A maioria das linhas da Viação Montenegro que transportam alunos para a Unisinos, a Ulbra e a Feevale – respectivamente, em São Leopoldo, Canoas e Novo Hamburgo – serão suspensas a partir do ano que vem. O anúncio foi feito pela própria empresa, após análise e autorização da Metroplan, o órgão estadual responsável pelos transportes intermunicipais. Só sobram rotas para a Unisinos e ainda de forma reduzida: saídas de Montenegro às 7h10 e 20h40; e retornos às 17h10 e 22h30.

A justificativa dada é a baixa procura de estudantes.

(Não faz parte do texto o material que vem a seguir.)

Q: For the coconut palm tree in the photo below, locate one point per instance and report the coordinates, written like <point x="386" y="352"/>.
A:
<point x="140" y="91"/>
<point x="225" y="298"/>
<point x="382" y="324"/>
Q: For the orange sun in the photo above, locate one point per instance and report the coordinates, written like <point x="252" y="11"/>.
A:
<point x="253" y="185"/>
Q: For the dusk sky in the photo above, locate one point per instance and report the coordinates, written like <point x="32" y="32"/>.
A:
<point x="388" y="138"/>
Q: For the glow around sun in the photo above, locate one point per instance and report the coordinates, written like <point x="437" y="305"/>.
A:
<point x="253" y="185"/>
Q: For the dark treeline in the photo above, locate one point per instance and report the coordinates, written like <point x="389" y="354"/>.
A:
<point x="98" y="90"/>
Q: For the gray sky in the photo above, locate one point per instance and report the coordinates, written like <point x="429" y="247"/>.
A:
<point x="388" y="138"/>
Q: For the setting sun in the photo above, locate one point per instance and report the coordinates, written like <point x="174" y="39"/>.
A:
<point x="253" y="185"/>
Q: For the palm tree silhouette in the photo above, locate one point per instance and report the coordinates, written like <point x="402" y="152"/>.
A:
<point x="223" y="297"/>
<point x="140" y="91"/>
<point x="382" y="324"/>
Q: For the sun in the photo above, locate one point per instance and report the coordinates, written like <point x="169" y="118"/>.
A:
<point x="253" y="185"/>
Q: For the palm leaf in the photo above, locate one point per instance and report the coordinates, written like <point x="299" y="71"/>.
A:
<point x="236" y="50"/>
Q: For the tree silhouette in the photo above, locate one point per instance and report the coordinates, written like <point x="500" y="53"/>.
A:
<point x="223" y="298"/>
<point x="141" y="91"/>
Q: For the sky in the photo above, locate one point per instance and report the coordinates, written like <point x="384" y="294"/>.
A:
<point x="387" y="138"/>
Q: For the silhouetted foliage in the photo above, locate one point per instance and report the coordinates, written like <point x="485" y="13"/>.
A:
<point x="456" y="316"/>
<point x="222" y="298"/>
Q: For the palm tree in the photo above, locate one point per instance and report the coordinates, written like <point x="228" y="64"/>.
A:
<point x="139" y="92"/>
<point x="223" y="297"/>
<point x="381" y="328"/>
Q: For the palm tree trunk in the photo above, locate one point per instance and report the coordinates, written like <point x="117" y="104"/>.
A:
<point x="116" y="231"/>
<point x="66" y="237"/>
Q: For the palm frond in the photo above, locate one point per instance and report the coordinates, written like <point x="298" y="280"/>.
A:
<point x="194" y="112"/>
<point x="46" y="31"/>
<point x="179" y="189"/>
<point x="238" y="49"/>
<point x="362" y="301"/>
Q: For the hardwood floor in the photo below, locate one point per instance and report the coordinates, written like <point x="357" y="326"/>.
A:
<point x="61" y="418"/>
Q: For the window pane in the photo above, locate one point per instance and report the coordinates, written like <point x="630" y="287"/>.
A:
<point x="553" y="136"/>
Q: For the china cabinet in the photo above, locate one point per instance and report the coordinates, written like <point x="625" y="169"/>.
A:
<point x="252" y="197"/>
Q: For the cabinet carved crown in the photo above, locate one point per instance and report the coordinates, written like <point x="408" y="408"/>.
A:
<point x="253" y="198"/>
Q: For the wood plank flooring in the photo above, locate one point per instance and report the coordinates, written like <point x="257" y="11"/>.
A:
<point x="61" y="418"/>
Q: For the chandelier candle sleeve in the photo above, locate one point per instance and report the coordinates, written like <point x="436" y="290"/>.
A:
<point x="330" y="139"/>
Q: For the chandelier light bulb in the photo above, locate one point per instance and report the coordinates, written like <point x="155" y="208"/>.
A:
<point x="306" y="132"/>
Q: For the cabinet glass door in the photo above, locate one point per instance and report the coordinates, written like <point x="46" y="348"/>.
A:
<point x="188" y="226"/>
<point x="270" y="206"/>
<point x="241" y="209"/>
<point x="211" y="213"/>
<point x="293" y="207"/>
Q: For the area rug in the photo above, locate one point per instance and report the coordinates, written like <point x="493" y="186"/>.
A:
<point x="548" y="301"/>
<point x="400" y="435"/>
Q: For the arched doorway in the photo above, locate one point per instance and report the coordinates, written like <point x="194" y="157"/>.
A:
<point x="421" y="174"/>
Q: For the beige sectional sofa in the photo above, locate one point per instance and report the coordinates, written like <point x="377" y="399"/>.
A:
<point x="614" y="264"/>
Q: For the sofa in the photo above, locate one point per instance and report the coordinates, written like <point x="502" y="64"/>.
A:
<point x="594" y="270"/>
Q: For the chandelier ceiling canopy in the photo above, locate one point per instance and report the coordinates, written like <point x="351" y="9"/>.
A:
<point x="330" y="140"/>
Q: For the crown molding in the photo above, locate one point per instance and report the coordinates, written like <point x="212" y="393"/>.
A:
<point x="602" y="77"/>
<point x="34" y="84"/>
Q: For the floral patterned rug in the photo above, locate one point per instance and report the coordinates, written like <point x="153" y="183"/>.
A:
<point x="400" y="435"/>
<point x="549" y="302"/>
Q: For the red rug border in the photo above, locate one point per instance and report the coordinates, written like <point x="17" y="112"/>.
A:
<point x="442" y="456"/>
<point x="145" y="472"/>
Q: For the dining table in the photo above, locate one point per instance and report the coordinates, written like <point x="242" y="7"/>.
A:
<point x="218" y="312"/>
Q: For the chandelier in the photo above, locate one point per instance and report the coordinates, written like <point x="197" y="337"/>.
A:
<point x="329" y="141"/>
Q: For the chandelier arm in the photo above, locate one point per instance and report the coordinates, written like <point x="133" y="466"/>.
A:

Durante 2019, a média de passageiros transportados pelos ônibus foi de 18,53, o que não estaria sendo o suficiente para cobrir os custos operacionais com combustível, funcionários e a manutenção dos veículos.

“O número de alunos chega a ser 25 no sentido ida e retornam 12. Outras vezes, inverte. Viajam 10 e retornam 21”, relata a assistente administrativa-operacional da Viação Montenegro, Aline Riffel. “Nas sextas-feiras é o dia de menor demanda. Nunca chega a 10 passageiros, nem ida e nem volta. Para a cobertura dos custos diretos da operação precisaria, no mínimo, 30 alunos com pagamento integral por viagem.”

Ela explica que a redução na procura vinha sendo percebida já há alguns semestres, reflexo de mudanças de comportamento e de consumo. “Podemos citar a implantação de extensões universitárias na cidade e proximidades, o desenvolvimento dos sistemas de estudos à distância, o crescimento do transporte individual ou compartilhado e as suspensões de programas de incentivos governamentais aos estudantes”, exemplifica.

Pode até piorar. “Quanto a possíveis outras suspensões de serviços é uma incógnita, depende muito do aquecimento da economia”, adiciona a representante da empresa. “Daqui a pouco, pode-se pensar inclusive em ampliações”.

Anúncio assusta quem depende do serviço

Para os estudantes que dependem do transporte para irem às universidades da Região Metropolitana, o anúncio foi um choque. “Isso vai prejudicar completamente o meu curso”, lamenta o aluno de Administração da Ulbra, Lucas Camões. “Os custos de se manter numa universidade já são extremamente altos. Eu já utilizei serviço particular (para o transporte à instituição) e ele acabou se tornando uma alternativa muito cara.”

Camões está no quinto semestre de seu curso e tem mais três pela frente. Ele é beneficiário do Passe Livre estudantil – benefício concedido a estudantes de renda reduzida, que não pagam a passagem de ônibus, pois tem seu transporte garantido por repasses do governo estadual à empresa. Prestes a ficar sem uma alternativa, ele diz que já considera até a opção de trancar o curso. “Se essa decisão se manter, nós, realmente, não temos um norte”, coloca.

Ele e um grupo de outros usuários já está atrás da manutenção de seu direito ao transporte para as universidades. Entraram em contato com a Viação Montenegro e a própria Metroplan, pedindo esclarecimentos.

A Associação de Estudantes do Rio Grande Do Sul também já foi acionada. Conforme o coordenador operacional da entidade, Paulo Machado, será enviado um pedido de informações à Metroplan, buscando compreender a suspensão. Machado indicou, ainda, que todo estudante prejudicado pela medida deve oficializar reclamação junto aos canais de atendimento da entidade estadual, dando mais força à demanda.

Não é a primeira vez que ocorrem tratativas para a parada das linhas universitárias em Montenegro. Em junho de 2017, a Viação anunciou que suspenderia as viagens, mas foi confrontada pela Metroplan que, na época, disse que não teria autorizado tal alteração. Na época, a pressão dos estudantes ajudou na manutenção do serviço. “E nós vamos lutar novamente”, garante Lucas.